Sunday’s student recital has become a tradition with performers ranging in age from 6 to 20 and skills developed more than half a year to more than a decade of lessons, workshops and, in some cases, conservatory classes and competitions. Traditionally, the Sunday concert sets the festival in motion, and it is of necessity a mixed bag.
St. Mark’s Church is usually packed with parents and siblings, and so it was. Even the performers sat in the audience, spilling over the front pews onto altar benches and floor space. So it was no surprise to see a standing-room-only crowd at this popular event. And it’s no surprise but pure delight to see a tiny musician lifted onto a piano bench or wrestle a small cello up the altar stairs.

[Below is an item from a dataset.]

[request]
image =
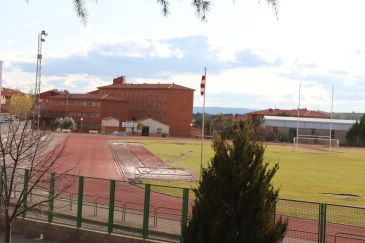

What does surprise is something more than the structural building blocks of Johann Sebastion Bach’s great music. When students study Bach, they have to master intricate polyphony, precision and rhythmic clarity.
It’s a small miracle to see piano students resisting the temptation to blur Baroque architecture by sneaking a foot to the pedal. It takes courage to play Bach cleanly. Precision and clarity seemed to be the twin goals of all 14 music teachers represented at Sunday’s concert.
Sharon Neufeld’s Suzuki Academy Viola Students opened the program with a crisp reading of a Bach Minuet. Before the beginning violists played a note, however, you knew they were on stage for a purpose.
No matter how young, the musicians presented themselves as professionals, and that demeanor generally held true throughout the recital. Dressed for the occasion, the musicians came on stage with a purpose. Everyone demonstrated remarkable concentration.
A few forgot to acknowledge the audience before playing, and several rushed off stage when their music ended. Only two forgot to bow, but on the whole, the musicians communicated that they were there to perform works by perhaps the world’s greatest composer.
Most of the students constructed the scaffolding of Bach’s music. That’s where one has to begin. But once learned, mastered and absorbed, there’s music to be made, and three musicians stood out.
Reed’s incredibly beautiful rendering of part of the Sonata No. 4 in C Minor stood out. It was an elegant, sad dance with a lilting rhythm and song-like passages that Reed leaned into before pressing into a transition. He shaped every phrase and lingered over some long notes while his accompanist, Beverly Lawrence, intuitively supported the entire superstructure with a fine pulsating rhythm.
Cellist Steve White played the Allemande from Suite #2 in D Minor, another splendid minor-key evocation of music beyond building blocks. And violist Nick Wilbur performed the Courante from Bach’s Cello Suite No. 1, with a real sense of delight.
It’s a pleasure to listen to and watch performers who have integrated the music so deeply that they appear to have gone beyond just notes and rudimentary phrasing to enter the realm of musical expression.
Now the rest of the week is unfolding with Bach’s Lunch concerts at noon every day, two big concerts Wednesday and Saturday evenings, and this year, a few lectures by a Bach scholar for added value.
Timothy Smith, professor of music theory at Northern Arizona University will speak at the church Tuesday at noon and Wednesday evening before C. Scott Hagler presents the Goldberg Variations.
Smith will be at Fort Lewis College Thursday afternoon as part of the Artist in Residence program, and back at the church that night for a standalone lecture regarding the B Minor Mass.